The work develops novel HMC algorithms tailored for spectroscopy data, including a semi-implicit integrator to handle stiff differential equations, improving efficiency and accuracy over existing methods.

Findings

Enhanced trajectory estimation with superresolution parameters.

Stable HMC sampling with larger step sizes using semi-implicit integrator.

Framework adaptable to complex molecular motion models.

Abstract

We present a scalable Bayesian framework for the analysis of confocal fluorescence spectroscopy data, addressing key limitations in traditional fluorescence correlation spectroscopy methods. Our framework captures molecular motion, microscope optics, and photon detection with high fidelity, enabling statistical inference of molecule trajectories from raw photon count data, introducing a superresolution parameter which further enhances trajectory estimation beyond the native time resolution of data acquisition.

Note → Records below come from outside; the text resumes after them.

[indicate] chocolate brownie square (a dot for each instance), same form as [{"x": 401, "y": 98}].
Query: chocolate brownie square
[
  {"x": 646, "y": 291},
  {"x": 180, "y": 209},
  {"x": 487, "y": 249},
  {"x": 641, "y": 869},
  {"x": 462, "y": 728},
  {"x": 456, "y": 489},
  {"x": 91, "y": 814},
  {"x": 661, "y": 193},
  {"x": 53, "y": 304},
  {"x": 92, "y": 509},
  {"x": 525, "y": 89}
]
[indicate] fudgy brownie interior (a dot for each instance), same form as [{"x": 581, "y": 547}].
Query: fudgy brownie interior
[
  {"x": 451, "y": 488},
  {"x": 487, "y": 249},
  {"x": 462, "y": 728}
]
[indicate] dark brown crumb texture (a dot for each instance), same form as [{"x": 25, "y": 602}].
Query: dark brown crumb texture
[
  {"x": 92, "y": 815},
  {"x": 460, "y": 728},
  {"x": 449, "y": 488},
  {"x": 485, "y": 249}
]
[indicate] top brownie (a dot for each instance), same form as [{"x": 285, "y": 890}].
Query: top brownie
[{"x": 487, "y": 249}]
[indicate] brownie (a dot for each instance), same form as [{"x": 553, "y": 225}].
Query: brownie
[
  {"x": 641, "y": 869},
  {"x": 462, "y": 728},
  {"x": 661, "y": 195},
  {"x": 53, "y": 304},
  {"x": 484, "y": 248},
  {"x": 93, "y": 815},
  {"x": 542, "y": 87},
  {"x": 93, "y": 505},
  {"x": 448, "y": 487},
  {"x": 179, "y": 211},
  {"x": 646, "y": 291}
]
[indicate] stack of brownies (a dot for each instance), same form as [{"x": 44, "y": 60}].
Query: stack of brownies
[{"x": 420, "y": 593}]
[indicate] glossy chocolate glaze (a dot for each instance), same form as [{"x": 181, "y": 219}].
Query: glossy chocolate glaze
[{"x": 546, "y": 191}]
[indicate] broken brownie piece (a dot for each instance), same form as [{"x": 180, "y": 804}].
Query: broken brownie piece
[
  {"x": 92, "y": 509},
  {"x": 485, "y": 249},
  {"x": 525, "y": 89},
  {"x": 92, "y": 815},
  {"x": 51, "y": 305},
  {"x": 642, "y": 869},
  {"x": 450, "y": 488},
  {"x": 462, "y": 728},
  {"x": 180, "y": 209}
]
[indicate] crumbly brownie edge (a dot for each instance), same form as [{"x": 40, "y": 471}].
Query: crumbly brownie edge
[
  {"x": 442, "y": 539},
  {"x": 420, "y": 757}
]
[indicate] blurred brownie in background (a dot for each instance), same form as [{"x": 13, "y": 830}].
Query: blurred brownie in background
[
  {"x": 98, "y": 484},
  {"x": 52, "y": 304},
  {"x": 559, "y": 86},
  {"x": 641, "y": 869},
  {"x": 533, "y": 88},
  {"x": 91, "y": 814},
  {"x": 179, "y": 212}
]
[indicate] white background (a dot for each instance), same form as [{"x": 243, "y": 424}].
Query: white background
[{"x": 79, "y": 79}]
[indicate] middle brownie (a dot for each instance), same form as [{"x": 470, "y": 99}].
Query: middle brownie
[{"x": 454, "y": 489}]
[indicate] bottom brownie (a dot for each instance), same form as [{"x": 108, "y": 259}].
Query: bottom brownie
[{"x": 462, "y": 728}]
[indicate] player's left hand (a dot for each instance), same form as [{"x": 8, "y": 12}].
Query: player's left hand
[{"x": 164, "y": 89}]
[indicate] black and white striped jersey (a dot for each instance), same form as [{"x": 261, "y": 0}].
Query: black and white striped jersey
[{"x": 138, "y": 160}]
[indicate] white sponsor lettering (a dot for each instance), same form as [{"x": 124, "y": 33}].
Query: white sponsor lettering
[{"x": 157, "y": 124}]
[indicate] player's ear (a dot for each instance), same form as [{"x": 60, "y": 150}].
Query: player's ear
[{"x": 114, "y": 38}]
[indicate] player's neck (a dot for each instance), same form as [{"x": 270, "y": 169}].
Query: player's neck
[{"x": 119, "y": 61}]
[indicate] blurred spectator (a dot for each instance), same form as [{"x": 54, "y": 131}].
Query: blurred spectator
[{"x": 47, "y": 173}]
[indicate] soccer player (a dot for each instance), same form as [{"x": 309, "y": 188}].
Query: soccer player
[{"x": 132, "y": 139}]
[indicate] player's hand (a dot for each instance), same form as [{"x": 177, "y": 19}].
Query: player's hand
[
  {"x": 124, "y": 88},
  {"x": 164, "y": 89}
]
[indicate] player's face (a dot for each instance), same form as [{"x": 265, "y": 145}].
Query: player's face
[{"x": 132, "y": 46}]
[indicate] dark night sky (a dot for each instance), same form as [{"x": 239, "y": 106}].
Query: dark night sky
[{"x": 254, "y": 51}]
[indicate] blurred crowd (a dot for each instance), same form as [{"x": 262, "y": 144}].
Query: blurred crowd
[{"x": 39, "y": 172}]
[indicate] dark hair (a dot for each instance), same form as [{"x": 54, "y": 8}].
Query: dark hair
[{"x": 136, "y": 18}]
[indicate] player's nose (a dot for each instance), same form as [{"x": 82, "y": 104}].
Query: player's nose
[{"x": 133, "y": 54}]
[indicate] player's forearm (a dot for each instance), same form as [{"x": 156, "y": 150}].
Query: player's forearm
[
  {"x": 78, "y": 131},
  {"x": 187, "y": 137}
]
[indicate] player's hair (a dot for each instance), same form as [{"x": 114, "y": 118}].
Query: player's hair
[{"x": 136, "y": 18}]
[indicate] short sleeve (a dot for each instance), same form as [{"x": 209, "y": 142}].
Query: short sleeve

To handle the high dimensionality of the arising posterior distribution, we develop a family of Hamiltonian Monte Carlo (HMC) algorithms that leverages the unique characteristics inherent to spectroscopy data analysis. Here, due to the highly-coupled correlation structure of the target posterior distribution, HMC requires the numerical solution of a stiff ordinary differential equation containing a two-scale discrete Laplacian. By considering the spectral properties of this operator, we produce a CFL-type integrator stability condition for the standard St\"ormer-Verlet integrator used in HMC. To circumvent this instability we introduce a semi-implicit (IMEX) method which treats the stiff and non-stiff parts differently, while leveraging the sparse structure of the discrete Laplacian for computational efficiency. Detailed numerical experiments demonstrate that this method improves upon fully explicit approaches, allowing larger HMC step sizes and maintaining second-order accuracy in position and energy. Our framework provides a foundation for extensions to more complex models such as surface constrained molecular motion or motion with multiple diffusion modes.